I'm writing a paper about implementing a REST service for a university's research papers and I have a small problem understanding the relationship between URIs and Resources.
It says, that a resource may have one URI or many. So here is my problem. I want to make this service very easy to use and to get around the information: a resource should be accessed from different entrypoints, but this will go against the concept, that every "URI designates exactly one resource".
So my question is if the following is it or is it not in accordance with REST the following:
I want to expose information about a research publication (let's say a peer reviewed).
This can be accessed by this URI: UNIVERSITY/publications/{my_publication}.
But since this paper is written by a researcher that works at the let's say Social Science Faculty, it will also make sense that the publication has this URI: UNIVERSITY/faculties/social_science/publications/{my_publication}.
Further more, as the service also expose all researchers working at the university (e.g. UNIVERSITY/researchers/{my_researcher}) it will also make sense that the publication can be named as UNIVERSITY/researchers/{my_researcher}/publications/{my_publication}.
This could go on with multiple usecases, but you get the idea.
Is this in accordance with REST or not?
Can I keep this and solve the dilemma by sending a response code 303("See also") along with the canonical URI (that will be UNIVERSITY/publications/{my_publication}).
Thank you in advance!
It says, that a resource may have one URI or many. So here is my problem. I want to make this service very easy to use and to get around the information: a resource should be accessed from different entrypoints, but this will go against the concept, that every "URI designates exactly one resource"
No it doesn't. "Every finger belongs to exactly one hand" does not imply "every hand has exactly one finger". "Every URI designates exactly one resource" does not imply "every resource is designated by exactly one URI".
That said, a redirect to a canonical URI would improve some use cases ( such a two users bookmarking the same paper on delicious, having arrived there from different queries ).

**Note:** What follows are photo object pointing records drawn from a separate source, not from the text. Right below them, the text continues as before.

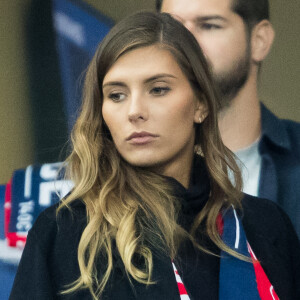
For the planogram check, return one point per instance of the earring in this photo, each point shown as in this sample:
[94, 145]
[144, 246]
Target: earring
[201, 119]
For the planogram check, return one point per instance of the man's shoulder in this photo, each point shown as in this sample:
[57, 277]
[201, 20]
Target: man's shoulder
[293, 129]
[265, 217]
[281, 132]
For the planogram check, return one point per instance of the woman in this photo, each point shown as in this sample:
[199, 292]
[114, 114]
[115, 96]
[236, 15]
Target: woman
[153, 213]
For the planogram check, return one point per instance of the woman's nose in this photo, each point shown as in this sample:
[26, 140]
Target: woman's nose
[137, 109]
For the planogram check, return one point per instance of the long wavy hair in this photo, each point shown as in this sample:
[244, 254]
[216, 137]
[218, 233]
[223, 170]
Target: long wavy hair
[130, 209]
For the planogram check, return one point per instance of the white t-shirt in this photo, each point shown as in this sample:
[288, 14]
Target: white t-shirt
[249, 161]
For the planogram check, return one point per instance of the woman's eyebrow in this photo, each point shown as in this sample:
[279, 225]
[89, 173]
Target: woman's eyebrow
[201, 19]
[159, 76]
[114, 83]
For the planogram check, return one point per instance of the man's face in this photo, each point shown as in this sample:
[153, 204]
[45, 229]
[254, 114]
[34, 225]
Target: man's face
[222, 35]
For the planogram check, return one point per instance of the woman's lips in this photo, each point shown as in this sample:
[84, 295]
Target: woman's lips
[140, 138]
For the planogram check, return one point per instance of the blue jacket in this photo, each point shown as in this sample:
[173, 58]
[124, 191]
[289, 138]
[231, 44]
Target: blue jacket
[280, 170]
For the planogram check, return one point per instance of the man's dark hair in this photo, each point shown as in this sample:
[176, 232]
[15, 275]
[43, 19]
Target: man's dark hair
[251, 11]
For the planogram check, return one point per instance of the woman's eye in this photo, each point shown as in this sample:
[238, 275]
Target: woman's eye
[116, 97]
[159, 91]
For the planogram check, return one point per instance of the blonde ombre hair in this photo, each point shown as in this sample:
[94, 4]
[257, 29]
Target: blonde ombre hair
[132, 208]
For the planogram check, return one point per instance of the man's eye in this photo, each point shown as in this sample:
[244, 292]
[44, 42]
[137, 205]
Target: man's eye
[116, 97]
[160, 91]
[209, 26]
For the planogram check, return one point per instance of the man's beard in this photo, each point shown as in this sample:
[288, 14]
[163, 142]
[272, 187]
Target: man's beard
[230, 81]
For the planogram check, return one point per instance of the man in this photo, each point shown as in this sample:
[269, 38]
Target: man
[236, 36]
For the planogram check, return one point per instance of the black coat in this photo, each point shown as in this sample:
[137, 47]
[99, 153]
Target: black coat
[50, 259]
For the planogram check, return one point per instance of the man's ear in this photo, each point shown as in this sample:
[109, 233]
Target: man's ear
[201, 112]
[262, 38]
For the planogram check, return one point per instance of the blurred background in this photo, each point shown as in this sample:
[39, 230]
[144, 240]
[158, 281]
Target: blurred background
[33, 122]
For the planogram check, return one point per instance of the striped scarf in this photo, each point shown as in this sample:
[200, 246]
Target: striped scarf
[238, 279]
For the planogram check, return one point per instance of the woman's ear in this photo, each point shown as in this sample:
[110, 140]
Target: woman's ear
[201, 112]
[262, 38]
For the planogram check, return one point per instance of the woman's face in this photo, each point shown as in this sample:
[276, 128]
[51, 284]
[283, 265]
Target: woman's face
[150, 110]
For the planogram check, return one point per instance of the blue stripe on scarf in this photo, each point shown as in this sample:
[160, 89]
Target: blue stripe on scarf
[237, 277]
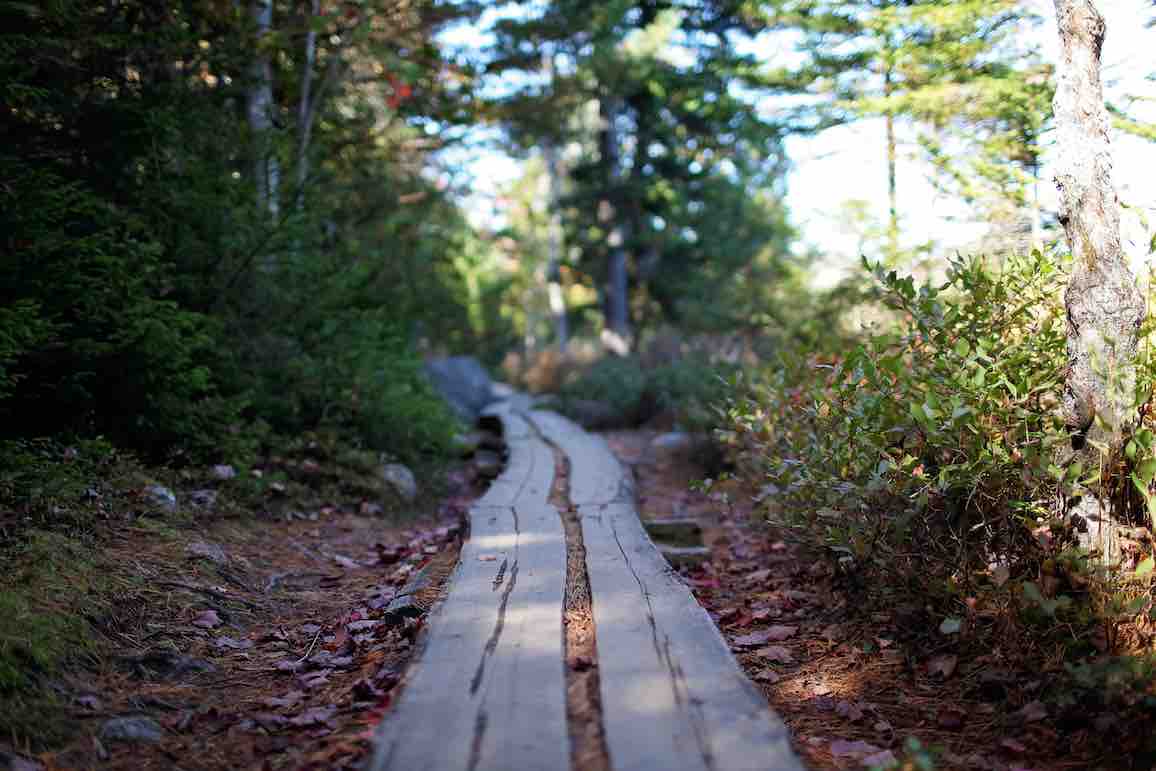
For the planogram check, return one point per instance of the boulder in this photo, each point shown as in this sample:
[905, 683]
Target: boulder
[400, 480]
[161, 497]
[133, 728]
[464, 383]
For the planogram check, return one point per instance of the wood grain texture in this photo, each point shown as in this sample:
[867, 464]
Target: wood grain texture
[488, 688]
[595, 474]
[673, 696]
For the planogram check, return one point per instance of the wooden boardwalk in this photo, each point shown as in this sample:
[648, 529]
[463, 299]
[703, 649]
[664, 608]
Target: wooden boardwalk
[487, 690]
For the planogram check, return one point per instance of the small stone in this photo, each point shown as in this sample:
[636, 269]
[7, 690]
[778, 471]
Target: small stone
[401, 480]
[133, 728]
[488, 464]
[212, 551]
[161, 497]
[202, 498]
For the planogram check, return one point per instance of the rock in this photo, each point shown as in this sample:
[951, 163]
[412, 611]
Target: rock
[464, 383]
[401, 480]
[212, 551]
[161, 497]
[13, 762]
[686, 556]
[167, 665]
[202, 498]
[488, 464]
[594, 415]
[673, 442]
[132, 728]
[467, 444]
[675, 532]
[223, 473]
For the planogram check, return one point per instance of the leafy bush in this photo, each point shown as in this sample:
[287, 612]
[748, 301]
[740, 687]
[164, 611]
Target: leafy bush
[927, 450]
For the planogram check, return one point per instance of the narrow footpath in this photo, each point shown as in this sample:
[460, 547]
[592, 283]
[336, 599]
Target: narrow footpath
[565, 640]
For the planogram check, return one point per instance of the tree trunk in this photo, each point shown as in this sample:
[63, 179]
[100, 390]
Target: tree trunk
[617, 286]
[266, 168]
[305, 108]
[893, 222]
[554, 245]
[1104, 306]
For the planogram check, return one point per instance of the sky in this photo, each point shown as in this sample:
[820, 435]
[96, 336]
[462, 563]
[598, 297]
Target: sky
[847, 163]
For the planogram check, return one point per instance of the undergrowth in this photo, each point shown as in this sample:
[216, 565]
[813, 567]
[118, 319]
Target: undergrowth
[927, 461]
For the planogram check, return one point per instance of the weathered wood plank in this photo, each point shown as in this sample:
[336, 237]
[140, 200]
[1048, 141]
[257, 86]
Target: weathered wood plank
[595, 474]
[530, 466]
[673, 696]
[488, 689]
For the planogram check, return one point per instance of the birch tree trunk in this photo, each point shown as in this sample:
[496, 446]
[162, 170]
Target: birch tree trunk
[259, 102]
[305, 108]
[1104, 306]
[617, 314]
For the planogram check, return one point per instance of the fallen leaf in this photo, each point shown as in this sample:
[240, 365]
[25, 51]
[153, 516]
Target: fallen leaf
[776, 653]
[207, 620]
[313, 717]
[843, 748]
[1031, 712]
[850, 711]
[942, 665]
[884, 760]
[950, 718]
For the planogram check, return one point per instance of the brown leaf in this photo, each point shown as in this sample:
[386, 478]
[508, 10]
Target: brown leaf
[207, 620]
[843, 748]
[776, 653]
[942, 665]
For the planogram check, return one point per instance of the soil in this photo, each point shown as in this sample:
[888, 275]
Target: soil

You also seem to be thinking about constructing URLs via hierarchic patterns, rather than anything about REST. REST applications use "hypertext as the engine of application state". The form of the URI is irrelevant, what matters is that it is navigable from the representation returned at the application's entry point. Fielding (the inventor of REST) makes this clear in his blog REST APIs must be hypertext-driven as an anti-pattern causing coupling between client and server:
A REST API must not define fixed resource names or hierarchies (an obvious coupling of client and server).